Self-contained units

A self-contained unit means: 'a building, or part of a building, which has been constructed or adapted for use as separate living accommodation.'

A self-contained unit can mean both a living space that is separate from other accommodation, and also living accommodation that is connected to, and sharing an access with, adjoining accommodation. 

When considering whether any living accommodation is a self-contained unit with its own council tax band, a number of points are taken into account:

  • The physical characteristics and layout must be capable of use as separate living accommodation
  • The physical identity of the accommodation: a self-contained unit will normally not be spread over different parts of a building.
  • Access: A self-contained unit does not need to have its own access to be regarded as self-contained
  • The provision of standard facilities: A self-contained unit would normally have areas capable of use for living and sleeping, for food preparation, for washing and have a WC

Examples:

  • Accommodation consisting of a living room and a kitchen, with a bedroom and a bathroom situated across a common hallway, is unlikely to be considered a self-contained unit
  • Separate living accommodation with a shared hallway and stairs would be classed as self-contained.
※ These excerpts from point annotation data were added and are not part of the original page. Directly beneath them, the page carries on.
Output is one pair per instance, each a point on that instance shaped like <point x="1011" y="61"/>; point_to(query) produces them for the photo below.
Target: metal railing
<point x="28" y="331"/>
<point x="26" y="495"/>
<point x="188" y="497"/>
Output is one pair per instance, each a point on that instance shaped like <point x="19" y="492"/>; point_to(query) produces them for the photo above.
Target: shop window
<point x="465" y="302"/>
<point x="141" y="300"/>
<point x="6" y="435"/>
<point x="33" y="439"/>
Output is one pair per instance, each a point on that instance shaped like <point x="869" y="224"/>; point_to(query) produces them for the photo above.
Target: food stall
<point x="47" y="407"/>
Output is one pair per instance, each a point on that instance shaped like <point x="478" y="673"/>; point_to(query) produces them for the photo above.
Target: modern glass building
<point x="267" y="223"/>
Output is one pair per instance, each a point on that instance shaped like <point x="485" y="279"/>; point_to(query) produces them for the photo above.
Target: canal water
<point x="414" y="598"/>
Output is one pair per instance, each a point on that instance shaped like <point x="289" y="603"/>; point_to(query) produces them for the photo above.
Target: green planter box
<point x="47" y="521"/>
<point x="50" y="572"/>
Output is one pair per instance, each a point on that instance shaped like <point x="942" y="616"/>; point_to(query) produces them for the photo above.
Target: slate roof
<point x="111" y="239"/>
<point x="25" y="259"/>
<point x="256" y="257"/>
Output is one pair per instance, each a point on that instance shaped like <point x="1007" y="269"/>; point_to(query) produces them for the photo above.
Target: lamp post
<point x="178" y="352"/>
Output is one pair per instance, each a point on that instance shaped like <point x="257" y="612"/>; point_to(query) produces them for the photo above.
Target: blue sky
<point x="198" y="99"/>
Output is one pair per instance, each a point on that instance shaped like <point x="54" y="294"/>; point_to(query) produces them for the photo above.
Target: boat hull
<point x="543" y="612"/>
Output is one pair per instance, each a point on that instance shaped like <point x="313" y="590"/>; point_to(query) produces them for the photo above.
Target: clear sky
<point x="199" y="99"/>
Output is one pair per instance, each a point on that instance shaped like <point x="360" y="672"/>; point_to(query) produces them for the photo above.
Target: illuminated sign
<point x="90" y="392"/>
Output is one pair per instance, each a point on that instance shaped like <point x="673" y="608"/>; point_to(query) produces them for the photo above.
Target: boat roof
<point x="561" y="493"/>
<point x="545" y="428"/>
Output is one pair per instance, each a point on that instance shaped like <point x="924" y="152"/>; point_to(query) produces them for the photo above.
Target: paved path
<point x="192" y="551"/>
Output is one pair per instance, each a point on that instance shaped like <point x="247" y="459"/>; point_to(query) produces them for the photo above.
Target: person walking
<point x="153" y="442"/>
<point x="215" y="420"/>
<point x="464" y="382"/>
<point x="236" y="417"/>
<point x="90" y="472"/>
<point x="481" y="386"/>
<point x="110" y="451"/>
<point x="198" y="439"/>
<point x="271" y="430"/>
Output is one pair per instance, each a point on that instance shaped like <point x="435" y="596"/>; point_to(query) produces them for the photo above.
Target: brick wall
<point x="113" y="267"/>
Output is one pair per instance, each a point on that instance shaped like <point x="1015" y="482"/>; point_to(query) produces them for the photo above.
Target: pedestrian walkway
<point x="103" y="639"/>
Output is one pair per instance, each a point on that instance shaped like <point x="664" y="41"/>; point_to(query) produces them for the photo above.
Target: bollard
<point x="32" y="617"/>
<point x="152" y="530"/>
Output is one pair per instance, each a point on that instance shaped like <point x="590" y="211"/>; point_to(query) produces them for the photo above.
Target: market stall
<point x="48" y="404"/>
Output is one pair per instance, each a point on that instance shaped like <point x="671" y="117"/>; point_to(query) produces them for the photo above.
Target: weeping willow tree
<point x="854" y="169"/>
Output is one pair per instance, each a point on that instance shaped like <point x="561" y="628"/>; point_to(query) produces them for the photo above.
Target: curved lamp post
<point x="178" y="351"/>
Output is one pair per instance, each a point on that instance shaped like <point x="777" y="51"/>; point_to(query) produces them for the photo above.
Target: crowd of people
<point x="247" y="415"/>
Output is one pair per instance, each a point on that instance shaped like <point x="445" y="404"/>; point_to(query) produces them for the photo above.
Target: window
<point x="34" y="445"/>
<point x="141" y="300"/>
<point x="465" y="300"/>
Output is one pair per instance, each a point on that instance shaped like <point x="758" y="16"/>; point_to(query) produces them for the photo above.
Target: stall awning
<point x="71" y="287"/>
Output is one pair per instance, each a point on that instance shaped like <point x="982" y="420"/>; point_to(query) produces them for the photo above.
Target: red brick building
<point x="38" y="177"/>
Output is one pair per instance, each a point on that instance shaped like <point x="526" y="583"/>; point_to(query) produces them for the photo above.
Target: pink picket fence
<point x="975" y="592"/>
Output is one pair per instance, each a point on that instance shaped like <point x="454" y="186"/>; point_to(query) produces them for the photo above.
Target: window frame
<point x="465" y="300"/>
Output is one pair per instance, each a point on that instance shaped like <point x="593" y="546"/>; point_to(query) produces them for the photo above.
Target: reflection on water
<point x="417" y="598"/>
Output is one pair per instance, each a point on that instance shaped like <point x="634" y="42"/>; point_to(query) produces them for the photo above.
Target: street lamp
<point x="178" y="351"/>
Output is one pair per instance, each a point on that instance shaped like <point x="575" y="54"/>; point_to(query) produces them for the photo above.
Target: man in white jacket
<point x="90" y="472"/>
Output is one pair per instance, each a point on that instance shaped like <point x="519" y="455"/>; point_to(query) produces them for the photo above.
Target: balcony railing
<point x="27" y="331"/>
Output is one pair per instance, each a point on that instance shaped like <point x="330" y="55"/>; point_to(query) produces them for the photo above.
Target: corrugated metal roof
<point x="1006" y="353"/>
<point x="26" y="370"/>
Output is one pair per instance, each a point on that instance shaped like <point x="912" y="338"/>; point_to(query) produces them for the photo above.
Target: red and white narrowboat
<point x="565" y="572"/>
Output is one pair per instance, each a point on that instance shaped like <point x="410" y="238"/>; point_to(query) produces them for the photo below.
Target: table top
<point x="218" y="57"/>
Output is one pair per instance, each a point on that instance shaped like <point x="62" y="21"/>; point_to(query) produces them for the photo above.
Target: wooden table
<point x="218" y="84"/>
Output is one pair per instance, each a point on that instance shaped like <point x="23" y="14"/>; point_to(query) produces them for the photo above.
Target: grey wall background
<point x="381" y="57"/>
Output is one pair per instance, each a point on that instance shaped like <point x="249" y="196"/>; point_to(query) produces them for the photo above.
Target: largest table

However, if the only access to the separate living accommodation is via a living room - such as a reception room or bedroom of the main house, it will not be regarded as self-contained

Where a self-contained unit has had fittings removed, which could easily be reinstated as a matter of normal repair or renewal, then the unit will still be regarded as capable of separate occupation. Similarly, the actual use being made of the rooms in a self-contained unit is not a relevant consideration e.g. the fact that a former living room is used as a bedroom, or a former kitchen is used as a utility room.

Notes

The Valuation Office Agency (VOA) is responsible for allocating a council tax band to all domestic properties in England and Wales. A property's council tax band is based on what it would have sold for, on the open market, on 1 April 1991 in England and 1 April 2003 in Wales.